Speaking to ITPro, Matt Mullen, analyst at Deep Research, said early examples of Agentforce in action will be vital in broadening the appeal to a wider enterprise audience.
“We are eight months into Agentforce and at the last earnings call, they’ve got 8,000 Agentforce customers signed up, 4,000 of which are paying and 800 are in production,” he explained.
“So there’s a funnel of getting customers actually using the software, and because of the way it’s been paid for, that keeps the cash register ringing.”
Mullen noted that Salesforce has been candid about the short-term impact of the service, with public comments noting that it doesn’t expect to be making any large financial gains this year.

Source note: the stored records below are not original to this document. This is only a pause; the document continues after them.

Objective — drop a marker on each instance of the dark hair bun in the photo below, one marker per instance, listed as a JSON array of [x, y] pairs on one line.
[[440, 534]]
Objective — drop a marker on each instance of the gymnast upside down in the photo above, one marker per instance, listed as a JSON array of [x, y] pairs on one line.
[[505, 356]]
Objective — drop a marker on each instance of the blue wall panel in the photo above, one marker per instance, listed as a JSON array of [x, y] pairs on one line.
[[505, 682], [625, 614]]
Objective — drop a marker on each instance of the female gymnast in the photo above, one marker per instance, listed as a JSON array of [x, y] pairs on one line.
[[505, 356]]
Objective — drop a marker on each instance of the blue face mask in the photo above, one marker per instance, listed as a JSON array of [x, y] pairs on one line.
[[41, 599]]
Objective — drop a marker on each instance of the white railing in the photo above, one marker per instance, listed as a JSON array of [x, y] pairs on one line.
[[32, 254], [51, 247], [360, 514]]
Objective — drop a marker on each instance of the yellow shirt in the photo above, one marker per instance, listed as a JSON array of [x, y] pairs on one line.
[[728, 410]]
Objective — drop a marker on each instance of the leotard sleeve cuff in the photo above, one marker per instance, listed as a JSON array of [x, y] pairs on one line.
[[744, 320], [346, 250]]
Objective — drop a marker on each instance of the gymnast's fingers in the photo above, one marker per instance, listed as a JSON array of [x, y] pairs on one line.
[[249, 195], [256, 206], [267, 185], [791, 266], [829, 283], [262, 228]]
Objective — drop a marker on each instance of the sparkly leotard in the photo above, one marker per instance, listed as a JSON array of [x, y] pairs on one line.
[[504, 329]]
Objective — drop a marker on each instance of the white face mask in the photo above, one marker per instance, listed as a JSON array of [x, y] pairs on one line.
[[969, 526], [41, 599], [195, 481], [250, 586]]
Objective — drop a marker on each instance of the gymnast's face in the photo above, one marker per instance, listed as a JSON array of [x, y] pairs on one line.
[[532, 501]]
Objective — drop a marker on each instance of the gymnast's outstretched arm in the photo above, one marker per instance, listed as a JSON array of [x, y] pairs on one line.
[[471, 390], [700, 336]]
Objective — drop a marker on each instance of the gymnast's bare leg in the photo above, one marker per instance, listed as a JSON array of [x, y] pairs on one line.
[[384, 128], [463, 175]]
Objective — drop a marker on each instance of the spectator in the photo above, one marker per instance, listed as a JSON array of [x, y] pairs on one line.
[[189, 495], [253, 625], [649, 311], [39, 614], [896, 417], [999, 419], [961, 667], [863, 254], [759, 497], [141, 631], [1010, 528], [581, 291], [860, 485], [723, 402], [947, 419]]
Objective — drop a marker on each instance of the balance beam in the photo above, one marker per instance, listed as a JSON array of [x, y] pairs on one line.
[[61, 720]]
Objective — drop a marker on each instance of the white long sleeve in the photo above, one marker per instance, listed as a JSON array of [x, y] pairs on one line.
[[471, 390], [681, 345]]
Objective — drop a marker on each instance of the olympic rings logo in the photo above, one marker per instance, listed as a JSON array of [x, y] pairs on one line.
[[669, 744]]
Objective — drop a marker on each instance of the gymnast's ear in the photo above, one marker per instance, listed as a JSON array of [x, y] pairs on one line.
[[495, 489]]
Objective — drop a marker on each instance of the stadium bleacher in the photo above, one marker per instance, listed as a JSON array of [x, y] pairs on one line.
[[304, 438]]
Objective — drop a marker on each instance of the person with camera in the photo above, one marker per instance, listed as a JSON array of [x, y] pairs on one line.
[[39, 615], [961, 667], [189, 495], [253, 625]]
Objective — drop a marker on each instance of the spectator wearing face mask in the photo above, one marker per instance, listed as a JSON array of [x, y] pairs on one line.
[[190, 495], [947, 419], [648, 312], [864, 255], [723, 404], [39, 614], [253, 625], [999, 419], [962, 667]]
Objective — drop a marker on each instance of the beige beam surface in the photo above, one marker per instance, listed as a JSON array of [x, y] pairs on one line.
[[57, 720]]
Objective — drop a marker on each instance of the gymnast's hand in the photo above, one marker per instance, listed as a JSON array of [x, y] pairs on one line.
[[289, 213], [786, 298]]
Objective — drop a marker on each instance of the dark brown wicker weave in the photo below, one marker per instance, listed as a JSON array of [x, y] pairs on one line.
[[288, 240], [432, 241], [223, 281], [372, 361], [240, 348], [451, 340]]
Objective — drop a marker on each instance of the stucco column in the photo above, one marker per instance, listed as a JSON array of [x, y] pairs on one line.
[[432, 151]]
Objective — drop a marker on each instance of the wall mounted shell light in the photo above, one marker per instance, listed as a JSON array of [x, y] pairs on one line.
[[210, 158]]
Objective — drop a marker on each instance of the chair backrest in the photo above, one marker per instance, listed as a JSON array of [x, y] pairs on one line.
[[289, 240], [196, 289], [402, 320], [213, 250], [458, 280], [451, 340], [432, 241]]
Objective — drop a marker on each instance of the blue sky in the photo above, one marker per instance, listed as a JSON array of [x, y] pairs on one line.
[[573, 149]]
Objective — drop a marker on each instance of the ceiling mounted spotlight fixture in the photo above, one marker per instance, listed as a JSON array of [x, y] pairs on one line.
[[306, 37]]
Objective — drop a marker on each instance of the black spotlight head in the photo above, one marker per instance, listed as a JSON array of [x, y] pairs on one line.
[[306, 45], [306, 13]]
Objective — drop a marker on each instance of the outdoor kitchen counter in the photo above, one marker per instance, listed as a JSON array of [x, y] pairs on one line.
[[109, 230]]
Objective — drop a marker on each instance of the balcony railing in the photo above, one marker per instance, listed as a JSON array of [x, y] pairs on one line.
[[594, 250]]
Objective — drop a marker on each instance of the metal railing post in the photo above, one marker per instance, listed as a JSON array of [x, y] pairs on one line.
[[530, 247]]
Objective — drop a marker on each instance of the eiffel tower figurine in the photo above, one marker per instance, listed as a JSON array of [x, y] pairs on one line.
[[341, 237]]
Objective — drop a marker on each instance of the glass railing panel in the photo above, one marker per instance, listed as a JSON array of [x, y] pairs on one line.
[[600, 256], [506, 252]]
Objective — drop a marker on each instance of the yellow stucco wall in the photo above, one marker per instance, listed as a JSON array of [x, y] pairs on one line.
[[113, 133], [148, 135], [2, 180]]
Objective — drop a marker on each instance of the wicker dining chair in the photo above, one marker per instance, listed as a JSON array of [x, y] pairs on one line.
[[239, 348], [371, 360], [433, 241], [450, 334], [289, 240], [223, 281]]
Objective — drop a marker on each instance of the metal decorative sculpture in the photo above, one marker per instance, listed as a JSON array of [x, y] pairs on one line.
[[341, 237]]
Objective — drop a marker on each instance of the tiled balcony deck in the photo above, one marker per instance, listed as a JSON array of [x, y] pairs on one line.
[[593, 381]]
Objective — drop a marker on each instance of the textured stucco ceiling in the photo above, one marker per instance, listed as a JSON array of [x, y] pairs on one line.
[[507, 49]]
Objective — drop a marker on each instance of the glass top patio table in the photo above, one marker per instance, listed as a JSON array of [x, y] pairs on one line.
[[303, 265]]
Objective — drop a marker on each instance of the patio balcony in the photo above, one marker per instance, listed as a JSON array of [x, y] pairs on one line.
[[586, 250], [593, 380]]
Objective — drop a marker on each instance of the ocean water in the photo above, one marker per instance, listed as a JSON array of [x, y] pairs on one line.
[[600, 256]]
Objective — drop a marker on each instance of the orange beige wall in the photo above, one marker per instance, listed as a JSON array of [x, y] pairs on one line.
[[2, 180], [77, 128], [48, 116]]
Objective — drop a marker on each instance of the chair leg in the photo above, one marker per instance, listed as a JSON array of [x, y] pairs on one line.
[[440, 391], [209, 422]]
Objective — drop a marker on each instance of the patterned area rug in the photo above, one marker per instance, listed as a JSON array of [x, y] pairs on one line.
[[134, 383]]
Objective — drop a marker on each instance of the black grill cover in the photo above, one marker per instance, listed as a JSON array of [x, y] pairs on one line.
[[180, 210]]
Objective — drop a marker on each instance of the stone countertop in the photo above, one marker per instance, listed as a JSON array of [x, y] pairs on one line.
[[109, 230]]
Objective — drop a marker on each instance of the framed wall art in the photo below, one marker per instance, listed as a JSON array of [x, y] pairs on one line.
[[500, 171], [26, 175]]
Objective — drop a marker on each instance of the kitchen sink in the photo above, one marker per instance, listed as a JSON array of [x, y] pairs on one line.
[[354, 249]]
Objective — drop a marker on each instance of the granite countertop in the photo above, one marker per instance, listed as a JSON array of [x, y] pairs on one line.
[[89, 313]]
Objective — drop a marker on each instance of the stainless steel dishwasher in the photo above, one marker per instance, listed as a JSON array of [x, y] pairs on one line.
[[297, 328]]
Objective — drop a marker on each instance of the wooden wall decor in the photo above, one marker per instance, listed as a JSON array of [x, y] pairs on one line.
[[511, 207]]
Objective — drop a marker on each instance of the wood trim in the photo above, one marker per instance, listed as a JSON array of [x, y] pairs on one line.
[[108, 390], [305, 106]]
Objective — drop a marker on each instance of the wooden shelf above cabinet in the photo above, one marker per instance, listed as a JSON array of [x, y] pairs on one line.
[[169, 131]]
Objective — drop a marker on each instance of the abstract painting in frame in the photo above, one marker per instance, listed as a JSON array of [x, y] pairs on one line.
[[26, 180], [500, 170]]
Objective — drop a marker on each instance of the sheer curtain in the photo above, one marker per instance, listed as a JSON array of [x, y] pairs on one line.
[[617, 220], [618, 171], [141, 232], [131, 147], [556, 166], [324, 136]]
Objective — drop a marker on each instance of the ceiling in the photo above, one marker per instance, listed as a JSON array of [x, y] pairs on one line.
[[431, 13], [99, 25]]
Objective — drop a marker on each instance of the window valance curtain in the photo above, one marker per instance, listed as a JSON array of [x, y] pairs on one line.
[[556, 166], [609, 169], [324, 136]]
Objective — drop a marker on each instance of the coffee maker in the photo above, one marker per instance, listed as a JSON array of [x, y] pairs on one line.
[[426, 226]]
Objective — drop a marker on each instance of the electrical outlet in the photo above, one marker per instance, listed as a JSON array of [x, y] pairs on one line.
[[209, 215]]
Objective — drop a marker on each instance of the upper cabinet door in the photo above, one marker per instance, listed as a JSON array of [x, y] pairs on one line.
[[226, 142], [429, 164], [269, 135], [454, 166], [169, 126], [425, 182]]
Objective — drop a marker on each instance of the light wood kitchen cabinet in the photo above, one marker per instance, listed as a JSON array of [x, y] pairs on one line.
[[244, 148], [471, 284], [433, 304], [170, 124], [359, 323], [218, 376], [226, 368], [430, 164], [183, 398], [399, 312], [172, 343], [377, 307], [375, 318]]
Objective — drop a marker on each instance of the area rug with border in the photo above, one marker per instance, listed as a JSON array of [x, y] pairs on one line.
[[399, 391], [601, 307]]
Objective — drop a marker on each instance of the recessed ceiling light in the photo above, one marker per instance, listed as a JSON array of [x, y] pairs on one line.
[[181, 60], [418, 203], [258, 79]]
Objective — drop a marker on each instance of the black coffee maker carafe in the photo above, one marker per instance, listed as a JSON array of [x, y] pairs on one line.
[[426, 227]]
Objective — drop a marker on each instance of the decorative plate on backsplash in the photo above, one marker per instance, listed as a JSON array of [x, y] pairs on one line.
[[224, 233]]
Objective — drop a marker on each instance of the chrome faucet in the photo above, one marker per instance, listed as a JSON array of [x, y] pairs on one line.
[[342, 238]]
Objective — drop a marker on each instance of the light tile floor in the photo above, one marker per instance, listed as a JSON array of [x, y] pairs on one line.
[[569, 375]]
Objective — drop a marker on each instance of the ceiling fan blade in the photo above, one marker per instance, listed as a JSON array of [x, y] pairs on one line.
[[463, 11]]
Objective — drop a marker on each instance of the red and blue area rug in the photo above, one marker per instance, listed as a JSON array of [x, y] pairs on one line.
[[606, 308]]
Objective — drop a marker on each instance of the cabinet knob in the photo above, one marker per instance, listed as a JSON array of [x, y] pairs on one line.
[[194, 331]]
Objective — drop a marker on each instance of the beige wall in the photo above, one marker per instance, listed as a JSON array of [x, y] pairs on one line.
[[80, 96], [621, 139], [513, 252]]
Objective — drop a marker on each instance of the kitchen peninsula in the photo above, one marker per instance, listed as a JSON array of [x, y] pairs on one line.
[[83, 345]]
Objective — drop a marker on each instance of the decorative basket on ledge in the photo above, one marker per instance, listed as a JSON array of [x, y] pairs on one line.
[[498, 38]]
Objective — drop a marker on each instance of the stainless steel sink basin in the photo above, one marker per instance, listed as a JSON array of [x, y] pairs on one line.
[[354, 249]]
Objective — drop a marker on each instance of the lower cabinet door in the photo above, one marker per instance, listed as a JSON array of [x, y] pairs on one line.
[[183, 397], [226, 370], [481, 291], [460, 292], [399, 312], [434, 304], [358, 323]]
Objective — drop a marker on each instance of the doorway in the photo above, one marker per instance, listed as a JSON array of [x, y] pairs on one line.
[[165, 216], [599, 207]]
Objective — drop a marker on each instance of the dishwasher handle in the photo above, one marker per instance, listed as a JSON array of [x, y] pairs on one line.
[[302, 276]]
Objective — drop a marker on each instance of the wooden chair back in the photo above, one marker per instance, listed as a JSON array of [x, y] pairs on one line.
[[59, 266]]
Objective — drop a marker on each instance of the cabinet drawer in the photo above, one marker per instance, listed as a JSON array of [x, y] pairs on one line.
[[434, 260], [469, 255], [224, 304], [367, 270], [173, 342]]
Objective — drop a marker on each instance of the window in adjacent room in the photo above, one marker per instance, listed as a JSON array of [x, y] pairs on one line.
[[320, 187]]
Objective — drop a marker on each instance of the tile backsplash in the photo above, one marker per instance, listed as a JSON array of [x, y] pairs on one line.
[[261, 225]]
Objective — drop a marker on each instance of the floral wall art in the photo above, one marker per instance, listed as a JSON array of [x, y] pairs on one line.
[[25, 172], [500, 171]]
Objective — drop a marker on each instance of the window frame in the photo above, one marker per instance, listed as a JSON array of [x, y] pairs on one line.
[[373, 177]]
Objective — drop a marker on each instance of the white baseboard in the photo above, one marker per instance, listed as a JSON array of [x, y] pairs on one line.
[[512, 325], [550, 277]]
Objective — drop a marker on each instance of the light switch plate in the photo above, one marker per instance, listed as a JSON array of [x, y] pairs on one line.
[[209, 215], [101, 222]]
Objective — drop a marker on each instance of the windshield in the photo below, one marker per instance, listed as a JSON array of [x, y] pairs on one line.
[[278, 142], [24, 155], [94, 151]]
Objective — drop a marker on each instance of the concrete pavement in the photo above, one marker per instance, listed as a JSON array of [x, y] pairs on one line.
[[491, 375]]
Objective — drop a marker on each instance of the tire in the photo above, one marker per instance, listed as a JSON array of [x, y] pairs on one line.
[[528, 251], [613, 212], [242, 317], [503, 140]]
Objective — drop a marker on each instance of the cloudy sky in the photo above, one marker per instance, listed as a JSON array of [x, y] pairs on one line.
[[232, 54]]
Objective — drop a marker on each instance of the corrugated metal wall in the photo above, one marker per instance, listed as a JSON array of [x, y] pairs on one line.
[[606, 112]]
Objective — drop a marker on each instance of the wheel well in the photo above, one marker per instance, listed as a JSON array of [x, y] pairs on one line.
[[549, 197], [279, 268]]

But that’s part of the process for Salesforce. It’s building up a catalog of use cases that will inevitably snowball and deliver long-term value.
“This year for them is about building that flow of customers to the on-ramp and using the platform,” he said. “Key for that is getting the customers to bring use cases that they’re familiar with, or Salesforce enabling them to develop use cases for agents”
This initial customer interest is typically from those with a mature foundation within the Salesforce ecosystem, Mullen added, with examples from firms like Capita, Saks Fifth Avenue, Formula One, and Shark/Ninja making perfect sense.
“I think in the first instance, this first wave is customers who are mature with the rest of the Salesforce stack, using Agentforce to augment those processes with things you can do with AI that you couldn’t do with the previous technology,” he explained.
“But what needs to come behind that are the next wave of people who are building net new processes, who are developing net new sets of tasks to follow behind, to use the praxis demonstrated by the mature customers who come on stage, the customers that come to these [events], they’re the lighthouses,” Mullen added.
“They’re the lighthouses which the next generation, the bulk, the mass of customers will want to follow later on.”